La sociedad colombiana, crédula como es costumbre, aceptó todos los argumentos esgrimidos y simplemente acató la decisión del alto gobierno y en principio de dedicó a esperar la llegada triunfal de las tan cacareadas promesas de educación y salud para todos.
Pero una vez más nuestra amnesia colectiva sirvió de cómplice a las tretas y argucias de los dirigentes de turno, y en últimas a ellos se les ‘olvidó’ construir los hospitales y megacolegios, y a nosotros se nos olvidó exigir que cumplieran con sus promesas.
Una vez más el mundial, al igual que ahora, sólo ha servido como cortina de humo para que los avivatos de siempre se acomoden y hagan de las suyas a su antojo. Hace treinta y dos años sirvió para robarse todo el presupuesto de un presunto y fantasioso mundial que nunca fue. Pero la historia a hoy no ha cambiado mucho ni dista tanto de la realidad de 1986.
Decíamos que los mundiales de futbol terminan cumpliendo la misión de ser oportunas cortinas de humo para quienes tratan a toda costa de hacer sus fechorías a la sombra de la clandestinidad, y qué mejor oportunidad que aprovechar el adormecimiento colectivo generado por los partidos de futbol para echar mano de su presa ante la pasividad general de un pueblo entretenido en otros menesteres.
Desde hace un mes, como por arte de magia los problemas de la nación parecieran haberse resuelto milagrosamente.
Por ejemplo, la crisis de Hidroituango se resolvió de la manera más expedita y simple que podía imaginarse.

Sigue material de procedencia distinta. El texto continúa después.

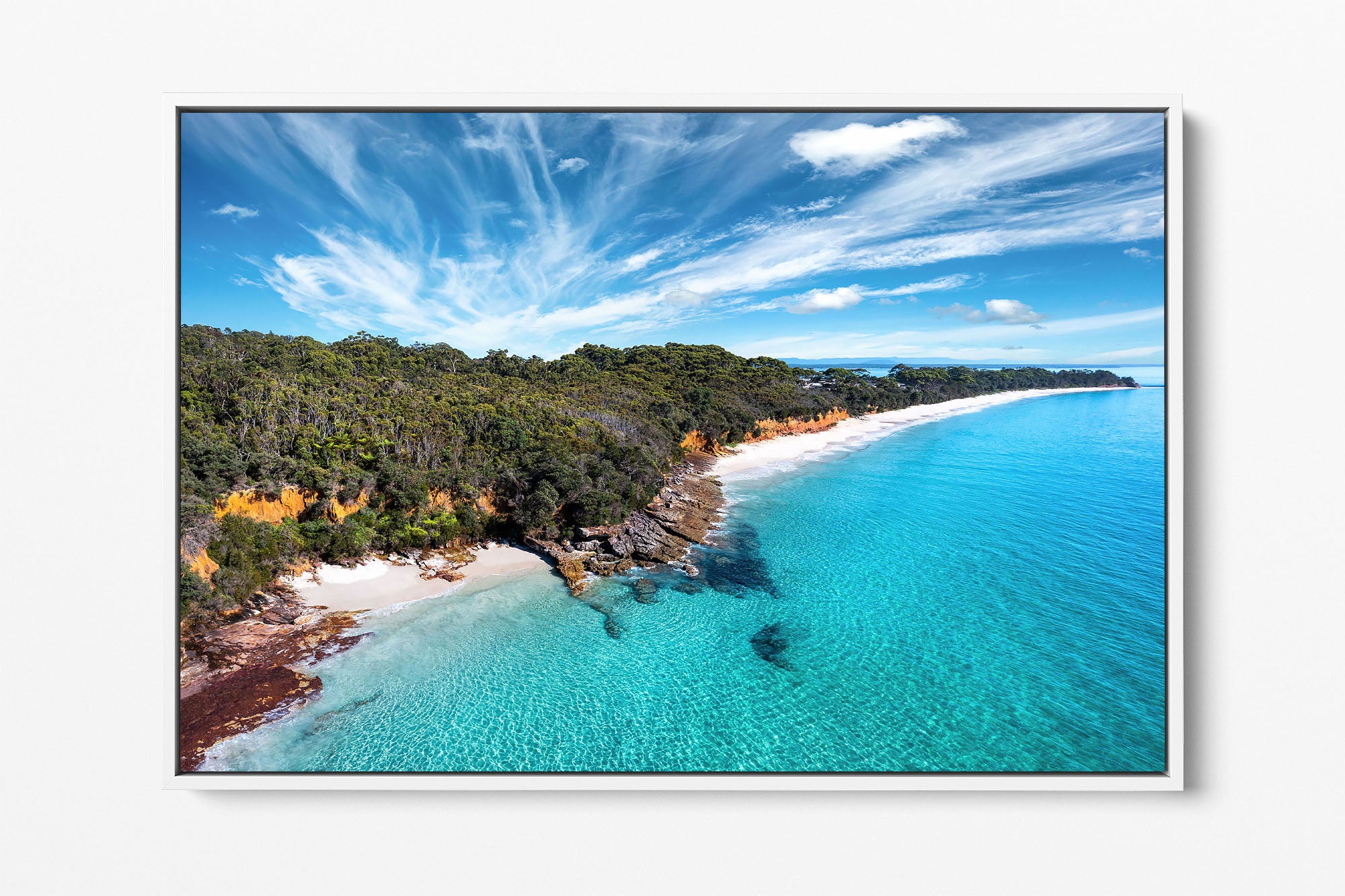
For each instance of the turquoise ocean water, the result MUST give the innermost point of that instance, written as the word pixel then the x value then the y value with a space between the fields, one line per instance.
pixel 984 592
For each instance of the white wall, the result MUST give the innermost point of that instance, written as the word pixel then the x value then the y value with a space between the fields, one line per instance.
pixel 84 386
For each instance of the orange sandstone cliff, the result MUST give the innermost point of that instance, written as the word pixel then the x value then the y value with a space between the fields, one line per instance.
pixel 255 505
pixel 794 425
pixel 766 430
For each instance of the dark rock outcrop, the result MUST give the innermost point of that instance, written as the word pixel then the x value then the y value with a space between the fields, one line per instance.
pixel 684 514
pixel 240 676
pixel 233 702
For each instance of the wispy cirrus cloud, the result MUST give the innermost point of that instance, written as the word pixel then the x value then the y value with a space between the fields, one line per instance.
pixel 1008 311
pixel 231 210
pixel 454 228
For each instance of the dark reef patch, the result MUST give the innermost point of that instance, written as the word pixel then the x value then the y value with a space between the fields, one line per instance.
pixel 736 567
pixel 336 717
pixel 770 645
pixel 645 591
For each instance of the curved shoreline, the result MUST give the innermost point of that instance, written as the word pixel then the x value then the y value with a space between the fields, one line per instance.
pixel 748 460
pixel 377 584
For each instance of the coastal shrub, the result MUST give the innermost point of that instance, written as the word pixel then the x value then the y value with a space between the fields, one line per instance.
pixel 575 442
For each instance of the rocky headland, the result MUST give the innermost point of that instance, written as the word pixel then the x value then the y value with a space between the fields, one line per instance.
pixel 241 676
pixel 685 512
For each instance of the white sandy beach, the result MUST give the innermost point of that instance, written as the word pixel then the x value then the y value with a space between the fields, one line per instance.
pixel 379 583
pixel 750 460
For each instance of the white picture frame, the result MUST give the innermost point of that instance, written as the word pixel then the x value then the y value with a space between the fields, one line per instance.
pixel 1169 780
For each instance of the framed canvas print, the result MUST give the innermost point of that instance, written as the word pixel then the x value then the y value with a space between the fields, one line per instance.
pixel 676 442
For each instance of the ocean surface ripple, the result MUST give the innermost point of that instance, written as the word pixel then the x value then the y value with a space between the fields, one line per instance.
pixel 978 594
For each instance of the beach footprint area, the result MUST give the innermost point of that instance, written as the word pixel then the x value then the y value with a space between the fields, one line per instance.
pixel 946 596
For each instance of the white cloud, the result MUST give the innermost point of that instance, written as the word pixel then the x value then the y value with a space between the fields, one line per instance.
pixel 820 205
pixel 860 147
pixel 817 300
pixel 237 212
pixel 641 259
pixel 1008 311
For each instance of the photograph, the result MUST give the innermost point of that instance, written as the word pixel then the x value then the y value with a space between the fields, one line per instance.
pixel 675 442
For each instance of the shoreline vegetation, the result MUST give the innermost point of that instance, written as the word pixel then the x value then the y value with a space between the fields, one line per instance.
pixel 323 481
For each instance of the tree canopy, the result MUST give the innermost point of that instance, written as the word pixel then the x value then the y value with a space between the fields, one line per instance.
pixel 556 444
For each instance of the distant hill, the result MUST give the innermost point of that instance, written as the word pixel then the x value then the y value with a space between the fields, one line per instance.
pixel 822 364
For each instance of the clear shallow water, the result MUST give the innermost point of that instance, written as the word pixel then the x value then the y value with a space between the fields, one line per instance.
pixel 978 594
pixel 1144 374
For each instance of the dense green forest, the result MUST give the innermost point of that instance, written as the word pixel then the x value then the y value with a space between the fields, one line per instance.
pixel 575 442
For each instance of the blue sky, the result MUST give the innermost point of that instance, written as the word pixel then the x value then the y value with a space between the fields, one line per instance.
pixel 1034 239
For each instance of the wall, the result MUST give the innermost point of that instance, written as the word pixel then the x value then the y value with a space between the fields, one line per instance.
pixel 84 334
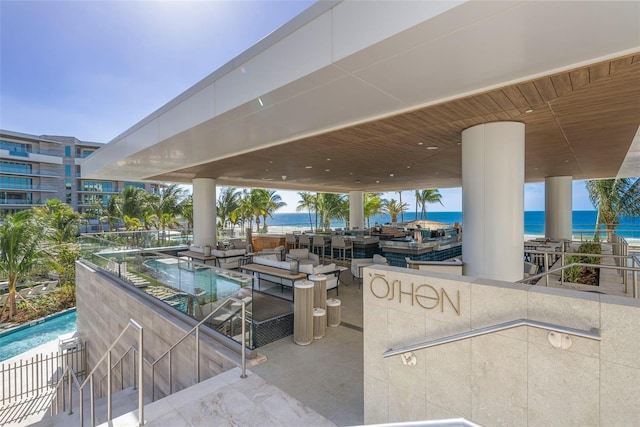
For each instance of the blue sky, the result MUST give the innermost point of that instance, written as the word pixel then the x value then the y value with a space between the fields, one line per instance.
pixel 92 69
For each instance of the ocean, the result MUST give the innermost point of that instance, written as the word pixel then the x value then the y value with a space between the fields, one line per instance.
pixel 583 222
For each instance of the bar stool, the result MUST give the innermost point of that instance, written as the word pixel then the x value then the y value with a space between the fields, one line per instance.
pixel 318 243
pixel 290 241
pixel 304 241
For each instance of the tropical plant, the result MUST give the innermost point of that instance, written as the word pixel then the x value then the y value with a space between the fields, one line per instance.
pixel 393 208
pixel 272 202
pixel 186 210
pixel 373 205
pixel 227 206
pixel 332 206
pixel 614 198
pixel 426 196
pixel 20 253
pixel 307 201
pixel 165 207
pixel 401 204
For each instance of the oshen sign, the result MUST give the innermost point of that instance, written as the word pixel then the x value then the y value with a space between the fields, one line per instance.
pixel 425 296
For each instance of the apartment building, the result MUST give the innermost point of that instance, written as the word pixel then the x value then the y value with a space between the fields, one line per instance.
pixel 36 168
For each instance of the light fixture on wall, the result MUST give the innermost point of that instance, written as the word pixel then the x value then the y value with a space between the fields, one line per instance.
pixel 409 358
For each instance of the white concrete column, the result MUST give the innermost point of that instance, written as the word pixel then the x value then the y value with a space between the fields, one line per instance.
pixel 204 213
pixel 558 208
pixel 493 200
pixel 356 209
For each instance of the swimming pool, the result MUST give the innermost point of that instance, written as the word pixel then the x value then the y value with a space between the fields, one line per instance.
pixel 35 333
pixel 214 285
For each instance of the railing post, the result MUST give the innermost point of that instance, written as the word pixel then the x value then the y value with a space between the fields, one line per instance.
pixel 244 341
pixel 546 268
pixel 70 384
pixel 198 355
pixel 109 385
pixel 92 402
pixel 140 379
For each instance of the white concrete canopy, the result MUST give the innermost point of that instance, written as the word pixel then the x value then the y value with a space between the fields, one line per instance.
pixel 364 89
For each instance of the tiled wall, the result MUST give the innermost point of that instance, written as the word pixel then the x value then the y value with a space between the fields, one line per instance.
pixel 511 378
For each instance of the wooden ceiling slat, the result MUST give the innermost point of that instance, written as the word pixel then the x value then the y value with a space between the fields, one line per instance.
pixel 546 89
pixel 561 83
pixel 598 71
pixel 487 103
pixel 604 113
pixel 531 94
pixel 516 98
pixel 621 64
pixel 579 78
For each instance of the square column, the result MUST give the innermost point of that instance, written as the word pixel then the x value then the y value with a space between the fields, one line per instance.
pixel 493 200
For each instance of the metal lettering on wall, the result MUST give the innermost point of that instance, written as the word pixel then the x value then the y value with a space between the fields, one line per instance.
pixel 425 296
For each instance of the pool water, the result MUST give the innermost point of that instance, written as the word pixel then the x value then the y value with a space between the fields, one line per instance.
pixel 214 286
pixel 38 332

Si los noticieros no volvieron a abrir sus emisiones con la noticia de los miles de evacuados a la fuerza del seno de sus hogares y de la casi inminente debacle del proyecto hidroeléctrico más grande y ambicioso del país, es seguramente porque esa tal crisis ya no existe.

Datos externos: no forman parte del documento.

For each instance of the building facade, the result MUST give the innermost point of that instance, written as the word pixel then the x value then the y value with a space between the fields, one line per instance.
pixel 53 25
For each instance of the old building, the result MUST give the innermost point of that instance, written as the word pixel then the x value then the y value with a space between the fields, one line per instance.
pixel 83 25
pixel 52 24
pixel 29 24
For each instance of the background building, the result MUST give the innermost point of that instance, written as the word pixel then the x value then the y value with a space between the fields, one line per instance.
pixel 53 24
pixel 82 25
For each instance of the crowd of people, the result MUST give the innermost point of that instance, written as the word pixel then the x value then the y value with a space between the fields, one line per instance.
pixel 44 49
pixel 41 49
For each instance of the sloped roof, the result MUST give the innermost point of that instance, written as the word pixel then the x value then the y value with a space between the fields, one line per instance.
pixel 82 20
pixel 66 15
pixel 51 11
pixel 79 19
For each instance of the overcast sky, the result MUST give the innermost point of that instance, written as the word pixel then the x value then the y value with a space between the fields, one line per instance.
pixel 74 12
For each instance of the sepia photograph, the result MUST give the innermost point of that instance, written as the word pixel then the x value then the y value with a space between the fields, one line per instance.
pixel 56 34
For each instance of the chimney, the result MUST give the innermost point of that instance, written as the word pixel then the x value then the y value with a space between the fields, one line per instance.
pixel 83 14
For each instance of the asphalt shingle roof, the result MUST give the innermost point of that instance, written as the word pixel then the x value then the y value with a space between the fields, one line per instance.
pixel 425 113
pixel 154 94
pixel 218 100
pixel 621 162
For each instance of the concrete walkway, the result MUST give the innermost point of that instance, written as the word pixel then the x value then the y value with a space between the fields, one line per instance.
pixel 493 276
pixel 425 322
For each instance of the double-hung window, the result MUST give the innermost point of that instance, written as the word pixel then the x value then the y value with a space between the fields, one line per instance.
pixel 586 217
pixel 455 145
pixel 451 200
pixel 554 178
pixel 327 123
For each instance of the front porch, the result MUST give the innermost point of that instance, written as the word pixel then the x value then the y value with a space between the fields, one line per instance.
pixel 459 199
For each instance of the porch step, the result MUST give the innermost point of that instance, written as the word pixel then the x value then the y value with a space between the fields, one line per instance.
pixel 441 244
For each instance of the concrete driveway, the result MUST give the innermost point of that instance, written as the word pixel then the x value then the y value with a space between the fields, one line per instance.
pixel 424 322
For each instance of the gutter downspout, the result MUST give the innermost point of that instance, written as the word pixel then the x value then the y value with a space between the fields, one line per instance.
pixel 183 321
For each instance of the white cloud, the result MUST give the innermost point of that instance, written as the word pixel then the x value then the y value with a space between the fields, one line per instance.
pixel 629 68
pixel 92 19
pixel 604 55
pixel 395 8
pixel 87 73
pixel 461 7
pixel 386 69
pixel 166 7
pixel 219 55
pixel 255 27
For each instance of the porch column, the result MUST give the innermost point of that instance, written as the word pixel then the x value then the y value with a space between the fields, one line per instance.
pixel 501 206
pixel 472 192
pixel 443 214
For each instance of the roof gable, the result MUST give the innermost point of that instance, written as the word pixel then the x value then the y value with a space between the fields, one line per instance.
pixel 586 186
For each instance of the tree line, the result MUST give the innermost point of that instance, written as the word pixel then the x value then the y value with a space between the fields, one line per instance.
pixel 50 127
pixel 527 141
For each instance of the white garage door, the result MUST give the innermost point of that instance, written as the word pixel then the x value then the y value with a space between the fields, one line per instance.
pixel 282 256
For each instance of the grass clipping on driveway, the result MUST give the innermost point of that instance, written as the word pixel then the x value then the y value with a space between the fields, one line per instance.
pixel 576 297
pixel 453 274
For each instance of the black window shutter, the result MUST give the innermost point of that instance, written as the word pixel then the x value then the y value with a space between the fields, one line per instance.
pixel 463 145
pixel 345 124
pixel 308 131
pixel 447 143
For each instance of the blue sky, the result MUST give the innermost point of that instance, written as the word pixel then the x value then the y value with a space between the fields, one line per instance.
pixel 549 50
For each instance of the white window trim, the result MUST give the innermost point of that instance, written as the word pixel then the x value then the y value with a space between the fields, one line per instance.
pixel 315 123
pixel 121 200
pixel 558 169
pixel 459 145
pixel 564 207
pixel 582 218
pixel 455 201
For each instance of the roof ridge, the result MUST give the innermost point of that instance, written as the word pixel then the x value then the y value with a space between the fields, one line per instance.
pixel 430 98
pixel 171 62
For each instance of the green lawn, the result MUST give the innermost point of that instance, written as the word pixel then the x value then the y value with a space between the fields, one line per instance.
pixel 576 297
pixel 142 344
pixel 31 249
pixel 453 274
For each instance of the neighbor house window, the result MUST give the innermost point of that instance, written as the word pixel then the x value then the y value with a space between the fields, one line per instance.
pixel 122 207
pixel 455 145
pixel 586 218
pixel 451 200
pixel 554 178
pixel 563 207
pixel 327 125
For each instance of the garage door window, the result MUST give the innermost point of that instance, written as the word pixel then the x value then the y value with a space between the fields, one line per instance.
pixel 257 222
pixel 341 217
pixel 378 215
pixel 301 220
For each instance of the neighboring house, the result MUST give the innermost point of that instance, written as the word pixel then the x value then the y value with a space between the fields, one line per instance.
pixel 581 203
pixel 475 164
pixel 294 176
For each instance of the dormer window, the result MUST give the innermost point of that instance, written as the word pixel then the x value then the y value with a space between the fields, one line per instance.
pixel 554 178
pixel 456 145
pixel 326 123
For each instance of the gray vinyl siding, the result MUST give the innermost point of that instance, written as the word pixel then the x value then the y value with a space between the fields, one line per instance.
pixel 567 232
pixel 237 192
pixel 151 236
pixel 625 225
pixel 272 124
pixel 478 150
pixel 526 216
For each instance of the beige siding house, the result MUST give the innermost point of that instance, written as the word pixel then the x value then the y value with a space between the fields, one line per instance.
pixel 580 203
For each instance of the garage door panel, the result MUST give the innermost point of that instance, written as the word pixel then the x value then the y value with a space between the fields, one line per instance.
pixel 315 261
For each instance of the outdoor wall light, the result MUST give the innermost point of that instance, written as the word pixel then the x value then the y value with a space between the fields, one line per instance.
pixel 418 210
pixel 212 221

La muerte de líderes sociales y defensores de derechos humanos, cuya cifra viene aumentando durante los últimos años de manera alarmante y dramática, simplemente se desvaneció de los titulares de los informativos en medio del bullicio de los cientos de fanáticos que cantaban goles imaginarios frente a las cámaras en las afueras de los estadios de Moscú, San Petersburgo y Kazán.
La pobreza desapareció de las noticias del día, el desempleo y la violencia pasaron a la historia y de manera casi inexplicable pasamos a ser un país verdaderamente feliz.
El frenesí que acompaña siempre los partidos de la selección nos hizo olvidar el país que realmente somos y nos sustrajo de la podredumbre en la que vivimos a diario.
Pero mientras todos (me incluyo, por supuesto) gritábamos y nos sobrecogíamos frente a la tanda de tiros desde el punto penal de nuestra querida Selección, los malhechores de siempre seguían haciendo sus “vueltas”, robándose no solo el erario sino la ilusión de todo un pueblo de ser alguna vez un lugar realmente desarrollado.
En el Congreso de la República nos hicieron el primer gol trabando la JEP y el gobierno entrante mostró por primera vez sus afilados dientes demostrando el talante con que va a gobernar los siguientes cuatro años.
El fiscal sigue haciéndose el desentendido con el tema de los asesinatos sistemáticos de líderes sociales y defensores de derechos humanos, mientras las hordas uribistas justifican esos mismos crímenes llamando ‘buenos muertos’ a todos aquellos quienes caen ante las balas de los resurgidos grupos paramilitares.
Como si fuera poco, nombran en la comisión de empalme a José Félix Lafourie, famoso no solo por ser tal vez el único que logra soportar 24 horas al día a María Fernanda Cabal, sino también por ser uno de los más grandes enemigos del programa de restitución de tierras a los campesinos despojados a sangre y fuego de las mismas.
Así las cosas, al igual que en la década de los ochenta en que Colombia declinó la posibilidad de ser la anfitriona de la copa del mundo, hoy nuestra clase dirigente se sigue robando el país de la manera más infame y descarada, mientras la pasión de un pueblo entero se obnubila y ahoga en un colectivo grito de gol.